CMC numbers in Stage IV melanoma patients are significantly higher than the positives detected in normal blood by the negative selection method.

Figure 4: CMC numbers in Stage IV melanoma patients are significantly higher than the positives detected in normal blood by the negative selection method. Comparison between healthy donor blood samples (N = 10 for two markers combined) and patient blood samples (N = 11) processed and analyzed for CMCs. Box plots show median and quartiles. The broken line indicates limit of detection determined by spiking experiments. The two groups are statistically different (p <0.0001 using Mann-Whitney two tailed test).
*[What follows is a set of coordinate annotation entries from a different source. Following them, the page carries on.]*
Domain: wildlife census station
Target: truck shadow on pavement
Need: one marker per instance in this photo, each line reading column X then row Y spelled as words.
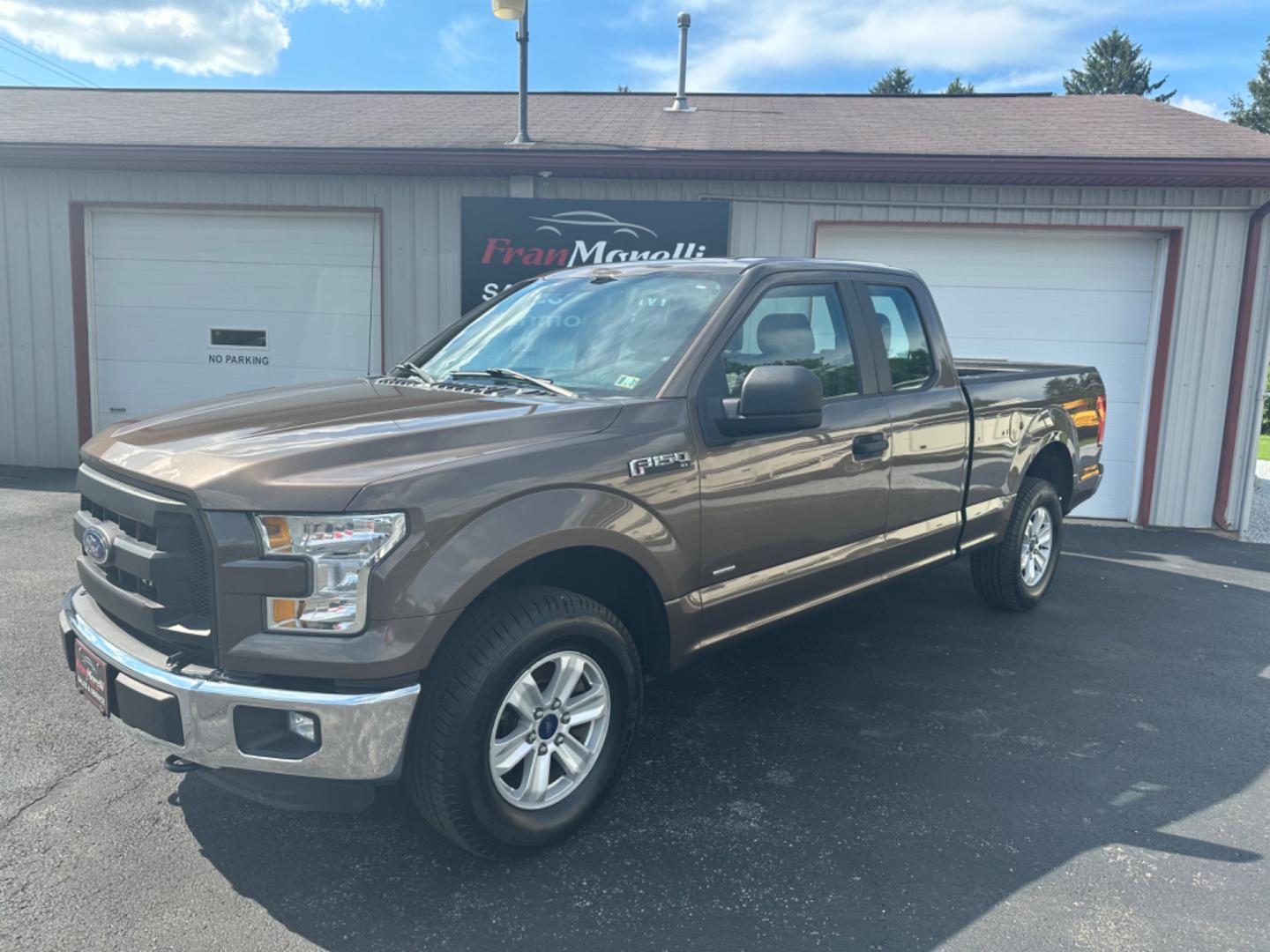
column 885, row 772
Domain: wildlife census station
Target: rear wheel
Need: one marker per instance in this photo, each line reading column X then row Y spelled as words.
column 525, row 720
column 1016, row 573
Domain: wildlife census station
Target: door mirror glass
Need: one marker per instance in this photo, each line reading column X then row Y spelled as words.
column 773, row 398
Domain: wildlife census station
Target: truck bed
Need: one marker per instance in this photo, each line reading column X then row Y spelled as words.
column 1016, row 404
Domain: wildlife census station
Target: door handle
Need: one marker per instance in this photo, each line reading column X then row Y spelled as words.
column 869, row 444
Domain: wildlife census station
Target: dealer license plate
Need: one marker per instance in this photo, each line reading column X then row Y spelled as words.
column 90, row 678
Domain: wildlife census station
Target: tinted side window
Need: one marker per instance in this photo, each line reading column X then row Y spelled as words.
column 800, row 324
column 908, row 352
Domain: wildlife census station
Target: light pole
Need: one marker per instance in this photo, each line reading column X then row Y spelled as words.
column 519, row 11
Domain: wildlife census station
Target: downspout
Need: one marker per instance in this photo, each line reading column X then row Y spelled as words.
column 1238, row 361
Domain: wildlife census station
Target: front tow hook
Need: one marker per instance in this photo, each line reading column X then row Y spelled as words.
column 176, row 764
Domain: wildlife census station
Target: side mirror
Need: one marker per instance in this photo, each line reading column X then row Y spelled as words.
column 773, row 398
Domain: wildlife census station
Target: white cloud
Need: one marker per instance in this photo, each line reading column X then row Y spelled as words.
column 1021, row 80
column 744, row 40
column 1198, row 106
column 198, row 37
column 459, row 42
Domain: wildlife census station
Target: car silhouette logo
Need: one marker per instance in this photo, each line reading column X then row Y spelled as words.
column 591, row 219
column 97, row 545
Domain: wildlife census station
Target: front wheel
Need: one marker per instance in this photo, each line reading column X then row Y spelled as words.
column 525, row 720
column 1016, row 573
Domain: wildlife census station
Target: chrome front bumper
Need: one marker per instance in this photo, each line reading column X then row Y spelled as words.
column 362, row 735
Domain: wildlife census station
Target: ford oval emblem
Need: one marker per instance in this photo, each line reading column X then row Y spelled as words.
column 97, row 545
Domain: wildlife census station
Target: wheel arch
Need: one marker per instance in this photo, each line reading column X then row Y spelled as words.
column 1050, row 450
column 601, row 545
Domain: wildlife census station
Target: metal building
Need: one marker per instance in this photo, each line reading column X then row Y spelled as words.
column 164, row 247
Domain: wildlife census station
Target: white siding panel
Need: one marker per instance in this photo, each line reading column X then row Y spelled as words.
column 421, row 277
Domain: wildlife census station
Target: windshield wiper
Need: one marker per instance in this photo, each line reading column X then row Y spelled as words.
column 516, row 375
column 415, row 372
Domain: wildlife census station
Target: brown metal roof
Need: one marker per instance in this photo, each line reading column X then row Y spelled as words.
column 1109, row 127
column 733, row 135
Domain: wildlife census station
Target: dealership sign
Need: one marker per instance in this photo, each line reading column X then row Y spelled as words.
column 505, row 240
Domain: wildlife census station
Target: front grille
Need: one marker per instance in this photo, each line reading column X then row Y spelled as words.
column 156, row 579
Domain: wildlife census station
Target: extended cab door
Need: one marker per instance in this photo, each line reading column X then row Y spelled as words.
column 787, row 516
column 930, row 419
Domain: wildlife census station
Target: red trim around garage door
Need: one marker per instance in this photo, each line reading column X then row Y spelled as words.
column 79, row 280
column 1163, row 335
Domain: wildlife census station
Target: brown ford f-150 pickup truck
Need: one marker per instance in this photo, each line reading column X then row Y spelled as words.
column 459, row 574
CMC counts: correlation trend with patient survival

The wide dynamic range of the CMC counts allowed us to perform an overall survival analysis based on these patients with Stage IV metastatic melanoma (Table 1). Patient characteristics were the following: 5 males (45%), 6 females (55%); median age at the time of sample was 63 years (range 49-74); Sites: cutaneous N = 8 (73%), mucosal N = 2 (18%); uveal N = 1 (9%); median CMC 287 (range 21-28,483). BRAF: (+) N = 7 (88%, all 7 had cutaneous melanoma), (-) N = 1 (12%), unknown N = 3 (Table 1). Five patients out of 11 were alive at the time of analysis. Four out of the 11 patients had CMCs reported with S100B as a marker (Table 1). Although the number of patients evaluated was small there was a suggestion that increasing CMC counts were associated with decreased patient survival [hazard ratio of 1.46, 95%, Confidence Interval (CI) (0.91-2.36), p = 0.12 after log-transformation of the counts]. An exploratory analysis within the patients with cutaneous melanoma, positive for BRAF V600E mutation, (N = 7) identified a stronger trend between lower CMCs (≤ 100/mL of blood) and increased survival (p = 0.06). Further analysis did not identify any relationship to site of metastasis, or whether the patient was receiving systemic therapy at the time the sample was obtained.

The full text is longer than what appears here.